Harry dreams of an encounter with Professor Quirrell’s turban, which we later learn is possessed by Voldemort. It demands he must transfer to Slytherin as it is his destiny. When he refuses, the turban gets heavier and heavier, smothering him…
This turmoil and search for values is what Quidditch ultimately represents…
Quidditch Deconstructed
The chasers pass the Quaffle back and forth, ultimately through a set of three goal posts. Three is common sign of incomplete in mythology.
Points are awarded for this act, but only 10. Its not that this doesn’t matter, it just doesn’t matter much. It takes a lot of consistent points to amount to anything meaningful. Throughout the Harry Potters series, most of the players and spectators are oblivious to how little this part of the game matters.
The 7th player, soaring above the chasers, beaters and keepers, matters much more. This player, the seeker, has a different mission. He casts his vision broadly, in search of the golden object. He must focus, but also avoid the bludgers, which can take him out. If he’s taken out, his team can’t win.

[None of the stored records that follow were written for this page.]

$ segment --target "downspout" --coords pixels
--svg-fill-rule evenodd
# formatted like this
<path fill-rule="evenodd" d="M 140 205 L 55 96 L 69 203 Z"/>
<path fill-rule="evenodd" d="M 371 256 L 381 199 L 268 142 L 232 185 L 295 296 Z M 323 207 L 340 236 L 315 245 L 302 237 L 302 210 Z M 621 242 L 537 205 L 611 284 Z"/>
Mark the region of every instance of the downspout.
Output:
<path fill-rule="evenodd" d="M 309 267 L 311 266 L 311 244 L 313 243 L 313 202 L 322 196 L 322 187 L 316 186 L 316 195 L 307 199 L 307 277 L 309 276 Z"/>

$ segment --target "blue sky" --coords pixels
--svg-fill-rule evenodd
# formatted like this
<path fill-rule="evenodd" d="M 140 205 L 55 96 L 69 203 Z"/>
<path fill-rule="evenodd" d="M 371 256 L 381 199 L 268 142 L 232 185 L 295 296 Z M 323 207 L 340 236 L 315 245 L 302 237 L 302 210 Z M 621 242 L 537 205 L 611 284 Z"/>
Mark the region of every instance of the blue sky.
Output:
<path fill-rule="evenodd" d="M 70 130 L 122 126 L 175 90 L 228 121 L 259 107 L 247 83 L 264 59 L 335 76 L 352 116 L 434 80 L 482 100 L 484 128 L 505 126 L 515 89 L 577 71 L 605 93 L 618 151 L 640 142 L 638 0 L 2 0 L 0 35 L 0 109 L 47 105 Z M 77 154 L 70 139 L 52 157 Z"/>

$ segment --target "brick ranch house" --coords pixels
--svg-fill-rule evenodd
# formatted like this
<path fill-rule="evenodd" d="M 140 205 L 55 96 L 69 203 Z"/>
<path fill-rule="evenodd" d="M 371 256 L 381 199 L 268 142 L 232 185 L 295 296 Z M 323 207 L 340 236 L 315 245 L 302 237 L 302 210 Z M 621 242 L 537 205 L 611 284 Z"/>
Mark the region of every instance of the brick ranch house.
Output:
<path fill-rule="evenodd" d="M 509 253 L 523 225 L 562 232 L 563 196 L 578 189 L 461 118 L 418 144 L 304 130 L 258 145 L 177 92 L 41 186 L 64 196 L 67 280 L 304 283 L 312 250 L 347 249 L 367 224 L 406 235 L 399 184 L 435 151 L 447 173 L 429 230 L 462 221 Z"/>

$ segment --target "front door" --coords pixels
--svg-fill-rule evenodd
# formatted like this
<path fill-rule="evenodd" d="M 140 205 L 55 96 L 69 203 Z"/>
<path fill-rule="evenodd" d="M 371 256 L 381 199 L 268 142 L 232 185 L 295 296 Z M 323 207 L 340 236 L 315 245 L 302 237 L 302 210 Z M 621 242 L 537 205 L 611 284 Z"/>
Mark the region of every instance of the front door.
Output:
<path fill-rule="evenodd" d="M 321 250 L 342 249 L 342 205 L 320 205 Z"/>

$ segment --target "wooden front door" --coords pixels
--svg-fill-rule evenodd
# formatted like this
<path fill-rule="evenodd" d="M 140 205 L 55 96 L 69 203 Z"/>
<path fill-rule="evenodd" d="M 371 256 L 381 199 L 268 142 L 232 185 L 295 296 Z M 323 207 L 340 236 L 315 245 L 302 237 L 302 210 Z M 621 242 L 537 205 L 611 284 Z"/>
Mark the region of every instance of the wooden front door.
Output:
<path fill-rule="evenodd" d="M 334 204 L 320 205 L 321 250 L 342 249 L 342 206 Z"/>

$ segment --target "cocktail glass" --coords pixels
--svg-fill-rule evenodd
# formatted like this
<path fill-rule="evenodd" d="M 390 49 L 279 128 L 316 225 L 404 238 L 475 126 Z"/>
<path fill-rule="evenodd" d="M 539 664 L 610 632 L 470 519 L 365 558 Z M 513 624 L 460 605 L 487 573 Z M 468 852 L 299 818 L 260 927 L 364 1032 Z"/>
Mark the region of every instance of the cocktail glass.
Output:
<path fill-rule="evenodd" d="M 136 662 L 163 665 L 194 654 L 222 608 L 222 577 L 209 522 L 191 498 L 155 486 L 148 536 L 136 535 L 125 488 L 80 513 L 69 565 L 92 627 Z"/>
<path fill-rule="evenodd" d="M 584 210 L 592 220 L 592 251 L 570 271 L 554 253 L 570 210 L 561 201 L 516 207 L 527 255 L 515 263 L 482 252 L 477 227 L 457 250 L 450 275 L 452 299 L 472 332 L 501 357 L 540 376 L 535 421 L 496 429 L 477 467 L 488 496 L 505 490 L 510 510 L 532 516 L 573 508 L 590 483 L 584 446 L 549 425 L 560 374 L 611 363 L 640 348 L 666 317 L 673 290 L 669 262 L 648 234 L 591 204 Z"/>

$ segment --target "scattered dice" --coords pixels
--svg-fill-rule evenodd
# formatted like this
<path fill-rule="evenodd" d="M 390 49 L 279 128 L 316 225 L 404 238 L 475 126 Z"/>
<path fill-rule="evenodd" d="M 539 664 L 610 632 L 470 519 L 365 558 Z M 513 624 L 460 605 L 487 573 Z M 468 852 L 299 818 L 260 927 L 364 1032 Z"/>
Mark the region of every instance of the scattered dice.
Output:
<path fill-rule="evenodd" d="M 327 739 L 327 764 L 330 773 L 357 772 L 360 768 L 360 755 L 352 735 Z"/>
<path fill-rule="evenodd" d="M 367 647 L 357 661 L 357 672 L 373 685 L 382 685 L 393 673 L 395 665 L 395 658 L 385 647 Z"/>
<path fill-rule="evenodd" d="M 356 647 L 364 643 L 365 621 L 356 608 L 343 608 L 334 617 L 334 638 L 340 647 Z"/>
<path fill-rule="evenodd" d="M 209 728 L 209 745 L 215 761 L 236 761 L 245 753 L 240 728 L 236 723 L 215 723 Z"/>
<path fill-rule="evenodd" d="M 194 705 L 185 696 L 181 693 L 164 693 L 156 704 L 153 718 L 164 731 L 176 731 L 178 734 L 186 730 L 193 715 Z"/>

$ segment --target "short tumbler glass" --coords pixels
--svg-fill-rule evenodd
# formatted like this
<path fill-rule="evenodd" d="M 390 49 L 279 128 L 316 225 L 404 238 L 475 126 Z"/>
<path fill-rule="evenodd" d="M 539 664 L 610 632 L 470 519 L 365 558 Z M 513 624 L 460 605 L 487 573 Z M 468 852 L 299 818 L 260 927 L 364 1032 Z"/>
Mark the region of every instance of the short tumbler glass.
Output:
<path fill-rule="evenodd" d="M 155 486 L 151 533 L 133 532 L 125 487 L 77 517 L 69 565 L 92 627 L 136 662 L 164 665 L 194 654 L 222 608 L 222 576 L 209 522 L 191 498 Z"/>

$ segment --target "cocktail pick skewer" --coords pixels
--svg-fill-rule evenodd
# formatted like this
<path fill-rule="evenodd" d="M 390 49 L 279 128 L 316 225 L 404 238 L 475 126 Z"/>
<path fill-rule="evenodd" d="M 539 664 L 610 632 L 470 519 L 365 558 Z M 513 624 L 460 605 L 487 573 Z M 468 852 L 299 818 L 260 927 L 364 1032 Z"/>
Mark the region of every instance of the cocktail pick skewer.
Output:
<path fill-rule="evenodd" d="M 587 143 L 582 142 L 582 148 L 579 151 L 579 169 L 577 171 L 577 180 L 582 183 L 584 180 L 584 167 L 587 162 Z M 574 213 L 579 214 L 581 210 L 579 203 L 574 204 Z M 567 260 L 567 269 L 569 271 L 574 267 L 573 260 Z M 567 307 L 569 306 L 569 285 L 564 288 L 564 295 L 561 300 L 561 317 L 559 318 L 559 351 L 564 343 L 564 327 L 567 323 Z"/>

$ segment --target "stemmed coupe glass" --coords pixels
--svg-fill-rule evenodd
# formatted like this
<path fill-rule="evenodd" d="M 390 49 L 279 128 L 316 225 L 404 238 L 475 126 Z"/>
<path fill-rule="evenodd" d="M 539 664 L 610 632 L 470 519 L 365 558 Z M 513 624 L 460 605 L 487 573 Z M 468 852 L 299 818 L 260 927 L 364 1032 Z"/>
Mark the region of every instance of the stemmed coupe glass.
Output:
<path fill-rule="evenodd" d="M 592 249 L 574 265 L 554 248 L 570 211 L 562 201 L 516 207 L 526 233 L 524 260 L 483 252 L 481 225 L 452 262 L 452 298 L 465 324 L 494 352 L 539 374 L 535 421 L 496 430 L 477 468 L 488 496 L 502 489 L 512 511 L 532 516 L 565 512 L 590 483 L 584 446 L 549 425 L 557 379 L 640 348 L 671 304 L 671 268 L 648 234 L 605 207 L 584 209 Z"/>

The object sought is elusive. It’s tiny, fast, difficult to spot. Harry, the youngest seeker in a century, with a knack for spotting what others cannot, trains specifically for this task.
Catching this object is so difficult that few can even qualify for the position. Gryffindor has no back-up seeker.
What the seeker seeks is so valuable that nothing else in the game matters. The seeker must orient properly to spot it, navigating ensuing chaos while using a trained skillset to catch it. Other players will try and derail the seeker through distraction, destruction and spells. In rare cases, a bludger can be fatal.
If Harry can prevail, he’ll catch the golden object. What is it called? The snitch. That’s an odd name. A snitch is an informer. In this case, an informer on a perspective, a point of view, an elusive insight.
Ultimately, Harry, called into the world of magic on the hero’s journey must orient, navigate and catch the snitch.
This snitch is consciousness. Earned consciousness.
This is why Harry wakes up dreaming of the snitch after stopping Quirrell/Voldemort from obtaining the Sorcerer’s Stone.
What are the contents of this consciousness? That is the remainder of the series.
Quidditch, on second thought, is not so stupid after all…
Also note that Hogwarts first years cross the Black Lake in boats with Hagrid, another crossing of the threshold (symbolic of a journey into the unconscious).